Kingdom Commentors included:
(The modern Icelandic Bible uses 'kallarinn' (assumed as a declined form of the 'kallari' or something?) for 'herald' in Daniel 3:4 (which starts "Then an herald cried aloud" in the KJV): "Þá kallaði kallarinn hárri röddu"
In Guðbrand's Bible, Icelandic, 1584 (p. 189) the verse starts: "Og Vthroparen kallade miøg haatt". 'Vthroparen' here is modernly 'úthróparinn'. https://archive.org/details/gudbrands-bible-15... (image 1)

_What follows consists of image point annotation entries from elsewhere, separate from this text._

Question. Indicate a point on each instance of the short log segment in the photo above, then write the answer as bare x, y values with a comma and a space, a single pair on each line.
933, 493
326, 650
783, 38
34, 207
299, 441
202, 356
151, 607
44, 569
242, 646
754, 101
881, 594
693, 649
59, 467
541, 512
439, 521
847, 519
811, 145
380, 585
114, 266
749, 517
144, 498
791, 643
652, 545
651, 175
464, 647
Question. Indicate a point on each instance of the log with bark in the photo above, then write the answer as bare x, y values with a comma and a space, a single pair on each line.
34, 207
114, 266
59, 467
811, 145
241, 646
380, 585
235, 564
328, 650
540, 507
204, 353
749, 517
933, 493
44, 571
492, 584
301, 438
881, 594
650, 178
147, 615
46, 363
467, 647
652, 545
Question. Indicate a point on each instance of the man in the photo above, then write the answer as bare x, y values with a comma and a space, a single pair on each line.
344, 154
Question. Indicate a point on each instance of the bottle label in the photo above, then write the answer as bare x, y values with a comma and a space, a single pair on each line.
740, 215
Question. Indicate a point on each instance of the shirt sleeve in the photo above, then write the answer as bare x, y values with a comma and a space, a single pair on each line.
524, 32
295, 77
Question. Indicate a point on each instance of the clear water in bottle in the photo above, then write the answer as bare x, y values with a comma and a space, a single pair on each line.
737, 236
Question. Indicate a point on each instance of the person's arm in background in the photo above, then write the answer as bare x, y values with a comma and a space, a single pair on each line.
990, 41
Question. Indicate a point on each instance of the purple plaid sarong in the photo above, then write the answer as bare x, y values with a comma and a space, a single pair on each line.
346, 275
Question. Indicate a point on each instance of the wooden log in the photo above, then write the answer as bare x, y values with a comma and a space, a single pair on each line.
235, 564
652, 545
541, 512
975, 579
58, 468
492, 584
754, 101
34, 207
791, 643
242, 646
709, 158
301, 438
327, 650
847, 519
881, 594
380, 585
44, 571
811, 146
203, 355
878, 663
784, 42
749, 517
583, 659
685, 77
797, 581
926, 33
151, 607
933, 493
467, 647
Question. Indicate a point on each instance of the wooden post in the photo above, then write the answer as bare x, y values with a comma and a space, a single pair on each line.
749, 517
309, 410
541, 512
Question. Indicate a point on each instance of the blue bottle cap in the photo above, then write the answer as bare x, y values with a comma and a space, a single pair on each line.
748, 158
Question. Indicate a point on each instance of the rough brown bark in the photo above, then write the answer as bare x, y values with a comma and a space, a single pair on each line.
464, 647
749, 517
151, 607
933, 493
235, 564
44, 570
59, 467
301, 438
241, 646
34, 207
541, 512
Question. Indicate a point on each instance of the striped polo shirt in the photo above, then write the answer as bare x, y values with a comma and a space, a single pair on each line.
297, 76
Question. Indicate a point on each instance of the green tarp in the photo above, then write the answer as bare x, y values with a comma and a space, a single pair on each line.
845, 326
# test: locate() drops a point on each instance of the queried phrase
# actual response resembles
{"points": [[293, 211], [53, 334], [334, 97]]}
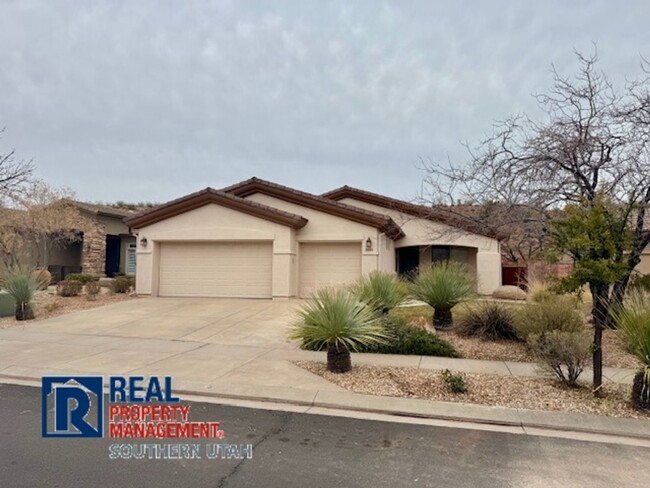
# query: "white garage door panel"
{"points": [[334, 264], [216, 269]]}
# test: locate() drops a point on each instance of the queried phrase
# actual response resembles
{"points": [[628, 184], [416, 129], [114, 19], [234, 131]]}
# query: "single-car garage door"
{"points": [[328, 264], [216, 269]]}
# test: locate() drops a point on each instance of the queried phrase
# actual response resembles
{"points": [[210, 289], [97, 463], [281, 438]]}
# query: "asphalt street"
{"points": [[302, 450]]}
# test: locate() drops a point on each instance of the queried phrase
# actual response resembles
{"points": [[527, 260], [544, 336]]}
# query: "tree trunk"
{"points": [[442, 319], [24, 311], [338, 359], [599, 313], [641, 390]]}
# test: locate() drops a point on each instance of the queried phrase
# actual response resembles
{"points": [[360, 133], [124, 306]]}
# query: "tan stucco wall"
{"points": [[323, 227], [215, 223], [485, 255]]}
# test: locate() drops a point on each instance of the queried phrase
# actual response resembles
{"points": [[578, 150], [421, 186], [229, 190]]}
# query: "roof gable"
{"points": [[208, 196], [429, 213], [255, 185]]}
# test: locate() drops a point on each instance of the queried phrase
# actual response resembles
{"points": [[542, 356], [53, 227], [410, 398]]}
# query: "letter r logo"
{"points": [[72, 406]]}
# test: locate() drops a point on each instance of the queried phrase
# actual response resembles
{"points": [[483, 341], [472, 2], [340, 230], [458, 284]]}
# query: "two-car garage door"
{"points": [[216, 269], [244, 269]]}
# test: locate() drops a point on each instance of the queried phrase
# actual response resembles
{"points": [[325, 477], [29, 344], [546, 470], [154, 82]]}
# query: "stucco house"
{"points": [[258, 239]]}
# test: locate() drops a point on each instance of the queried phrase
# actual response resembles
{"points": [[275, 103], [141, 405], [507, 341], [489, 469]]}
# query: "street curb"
{"points": [[418, 408]]}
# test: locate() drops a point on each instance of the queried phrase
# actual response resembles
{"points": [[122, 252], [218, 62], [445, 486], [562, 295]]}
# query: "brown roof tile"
{"points": [[256, 185], [210, 195]]}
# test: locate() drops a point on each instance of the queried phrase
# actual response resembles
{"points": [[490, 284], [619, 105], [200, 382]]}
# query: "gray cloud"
{"points": [[150, 100]]}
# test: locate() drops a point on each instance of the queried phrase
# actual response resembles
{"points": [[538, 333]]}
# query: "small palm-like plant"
{"points": [[382, 291], [21, 283], [335, 319], [443, 286], [633, 322]]}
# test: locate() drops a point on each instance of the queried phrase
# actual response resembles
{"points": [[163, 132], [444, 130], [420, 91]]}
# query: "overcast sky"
{"points": [[147, 101]]}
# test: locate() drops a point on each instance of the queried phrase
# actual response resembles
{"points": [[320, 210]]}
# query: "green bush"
{"points": [[92, 290], [68, 288], [381, 290], [443, 286], [490, 321], [81, 278], [557, 312], [633, 323], [121, 284], [337, 321], [404, 339], [22, 283], [455, 381]]}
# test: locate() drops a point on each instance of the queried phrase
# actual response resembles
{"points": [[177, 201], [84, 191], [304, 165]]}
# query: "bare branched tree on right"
{"points": [[589, 151]]}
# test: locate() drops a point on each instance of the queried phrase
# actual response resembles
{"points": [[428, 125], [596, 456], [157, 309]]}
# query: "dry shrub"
{"points": [[509, 292], [68, 288]]}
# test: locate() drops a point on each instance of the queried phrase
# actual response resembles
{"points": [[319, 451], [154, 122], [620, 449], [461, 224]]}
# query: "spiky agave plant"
{"points": [[335, 319], [21, 283], [382, 291], [443, 286], [633, 320]]}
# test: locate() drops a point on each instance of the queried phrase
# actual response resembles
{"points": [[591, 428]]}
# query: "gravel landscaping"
{"points": [[614, 353], [513, 392], [49, 304]]}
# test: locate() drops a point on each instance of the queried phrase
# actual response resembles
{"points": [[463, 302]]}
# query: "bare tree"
{"points": [[591, 142], [14, 173]]}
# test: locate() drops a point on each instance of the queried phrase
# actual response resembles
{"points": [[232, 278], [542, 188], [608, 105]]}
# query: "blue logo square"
{"points": [[72, 406]]}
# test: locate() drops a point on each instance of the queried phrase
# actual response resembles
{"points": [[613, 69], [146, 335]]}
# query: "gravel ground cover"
{"points": [[49, 305], [513, 392]]}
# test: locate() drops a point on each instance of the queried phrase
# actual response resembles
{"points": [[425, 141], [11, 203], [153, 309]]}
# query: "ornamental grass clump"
{"points": [[633, 320], [490, 321], [336, 320], [381, 290], [22, 283], [443, 286]]}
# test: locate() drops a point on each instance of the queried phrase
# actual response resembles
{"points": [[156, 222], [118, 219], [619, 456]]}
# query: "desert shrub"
{"points": [[559, 312], [561, 352], [81, 278], [381, 290], [52, 306], [404, 339], [22, 283], [68, 288], [93, 289], [640, 282], [489, 321], [633, 321], [43, 276], [454, 381], [509, 292], [121, 284], [443, 286], [337, 321]]}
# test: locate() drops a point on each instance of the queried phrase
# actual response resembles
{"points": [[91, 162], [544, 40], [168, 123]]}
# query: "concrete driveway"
{"points": [[199, 342]]}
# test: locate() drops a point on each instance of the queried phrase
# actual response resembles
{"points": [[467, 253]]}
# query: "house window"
{"points": [[130, 259]]}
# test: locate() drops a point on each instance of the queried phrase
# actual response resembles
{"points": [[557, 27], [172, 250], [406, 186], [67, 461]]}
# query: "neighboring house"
{"points": [[105, 247], [257, 239]]}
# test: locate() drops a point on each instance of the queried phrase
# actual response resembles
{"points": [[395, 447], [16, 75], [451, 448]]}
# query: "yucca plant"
{"points": [[633, 320], [443, 286], [335, 319], [21, 283], [381, 290]]}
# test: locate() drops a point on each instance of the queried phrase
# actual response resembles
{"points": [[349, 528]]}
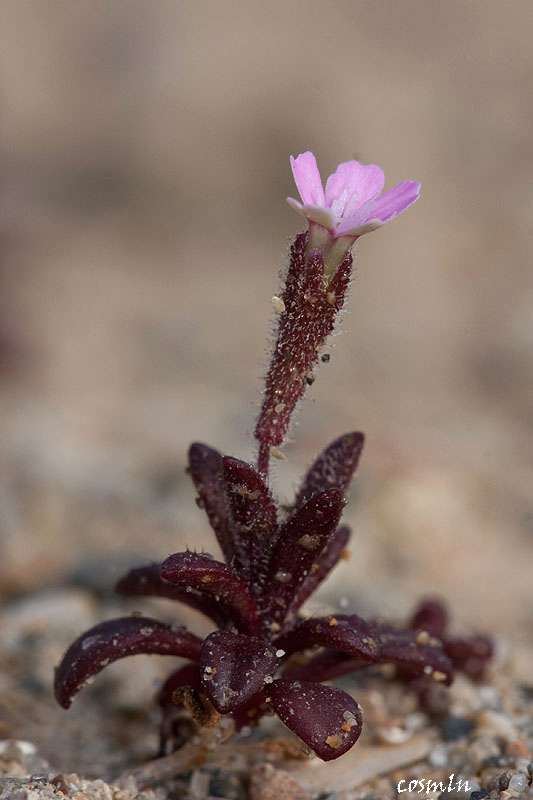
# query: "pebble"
{"points": [[453, 728], [393, 734], [438, 757], [497, 724], [65, 611], [518, 783], [268, 783]]}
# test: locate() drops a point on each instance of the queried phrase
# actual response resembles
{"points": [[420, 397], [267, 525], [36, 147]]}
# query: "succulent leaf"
{"points": [[202, 573], [115, 639], [327, 719], [234, 668]]}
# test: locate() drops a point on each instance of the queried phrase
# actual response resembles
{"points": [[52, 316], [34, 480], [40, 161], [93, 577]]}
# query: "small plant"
{"points": [[274, 559]]}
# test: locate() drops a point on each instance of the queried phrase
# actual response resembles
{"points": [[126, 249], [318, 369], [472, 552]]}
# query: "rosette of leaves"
{"points": [[263, 656]]}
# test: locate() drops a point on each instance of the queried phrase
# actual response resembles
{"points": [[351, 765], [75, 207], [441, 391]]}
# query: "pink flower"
{"points": [[352, 203]]}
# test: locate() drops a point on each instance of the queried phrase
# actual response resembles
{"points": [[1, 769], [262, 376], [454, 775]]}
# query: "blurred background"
{"points": [[143, 174]]}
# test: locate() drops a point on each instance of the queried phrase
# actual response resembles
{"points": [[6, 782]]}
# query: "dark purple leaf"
{"points": [[333, 468], [250, 713], [187, 675], [413, 656], [320, 569], [367, 642], [202, 573], [347, 634], [234, 668], [328, 720], [431, 616], [206, 469], [115, 639], [325, 666], [300, 543], [311, 309], [254, 519], [146, 582]]}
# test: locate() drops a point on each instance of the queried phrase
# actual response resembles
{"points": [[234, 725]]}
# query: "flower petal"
{"points": [[147, 582], [233, 668], [301, 539], [115, 639], [319, 214], [205, 466], [307, 179], [203, 573], [327, 719], [377, 212], [353, 184], [334, 467]]}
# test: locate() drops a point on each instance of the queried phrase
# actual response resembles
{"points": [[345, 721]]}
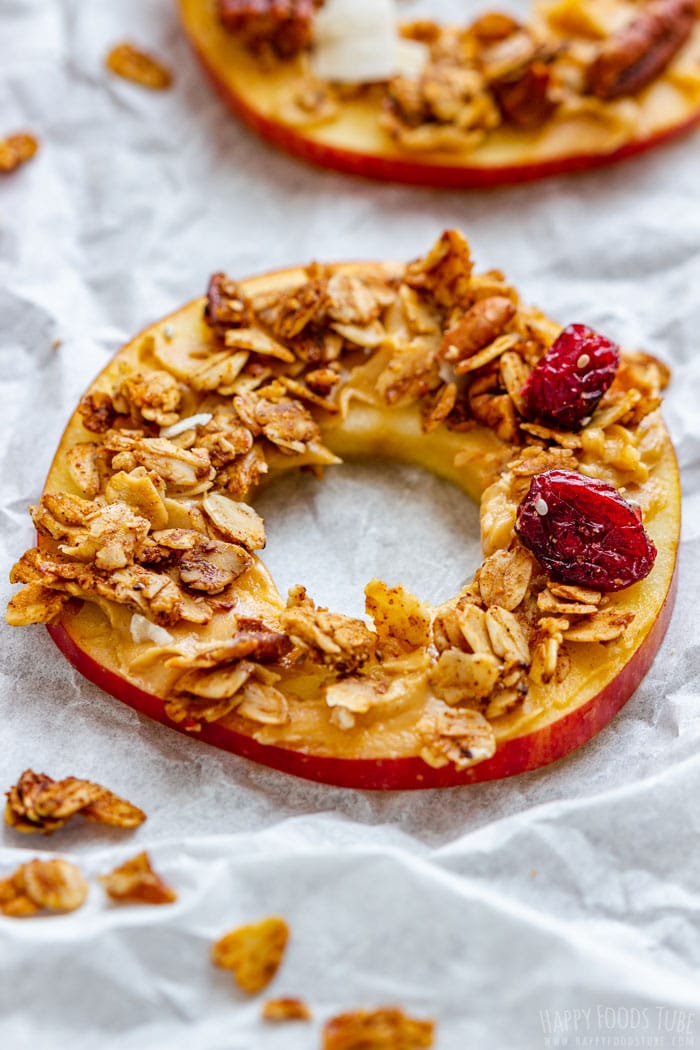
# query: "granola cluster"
{"points": [[160, 533], [570, 58]]}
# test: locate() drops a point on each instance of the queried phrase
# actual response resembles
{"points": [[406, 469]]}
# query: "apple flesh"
{"points": [[354, 143], [601, 678]]}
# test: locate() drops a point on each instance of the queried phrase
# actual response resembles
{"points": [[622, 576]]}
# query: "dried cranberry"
{"points": [[584, 532], [565, 387]]}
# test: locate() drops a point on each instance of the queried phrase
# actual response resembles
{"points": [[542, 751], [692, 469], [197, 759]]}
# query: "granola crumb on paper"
{"points": [[131, 63], [16, 150], [136, 882], [55, 884], [387, 1028], [39, 803], [285, 1008], [253, 953]]}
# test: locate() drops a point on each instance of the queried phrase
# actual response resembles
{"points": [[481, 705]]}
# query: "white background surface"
{"points": [[491, 908]]}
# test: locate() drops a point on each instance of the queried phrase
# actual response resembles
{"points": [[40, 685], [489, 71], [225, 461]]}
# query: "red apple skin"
{"points": [[411, 171], [528, 752]]}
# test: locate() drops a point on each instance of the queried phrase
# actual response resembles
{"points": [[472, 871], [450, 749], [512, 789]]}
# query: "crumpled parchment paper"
{"points": [[556, 908]]}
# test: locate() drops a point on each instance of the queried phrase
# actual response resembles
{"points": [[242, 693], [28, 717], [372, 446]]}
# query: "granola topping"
{"points": [[160, 536]]}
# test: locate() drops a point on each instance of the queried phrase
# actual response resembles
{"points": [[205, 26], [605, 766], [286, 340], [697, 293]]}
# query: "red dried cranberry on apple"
{"points": [[584, 532], [565, 387]]}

c.1200 Íslensk Hómilíubók §273, "Jóan er svo sendur fyr Guði sem rǫdd fyr orði, ljós fyr sólu, kallari fyr dómanda, þræll fyr drottni, vinur fyr brúðguma." (John is thus sent to God as a voice to the word, light to the sun, caller to the judge, slave to the lord, friend to the bridegroom.)
c.1350 Jóns saga baptista, "hann er kallari dómandans, þviat hann bað folkit bua guði veg með goðum verkum" (he is the caller of the judge, because he asked the people to make a way for God with good works).
<Kallarinn> is the definite form of the noun in nominative form. Old Norse essentially allows you to tack the definite pronoun <inn> onto the word.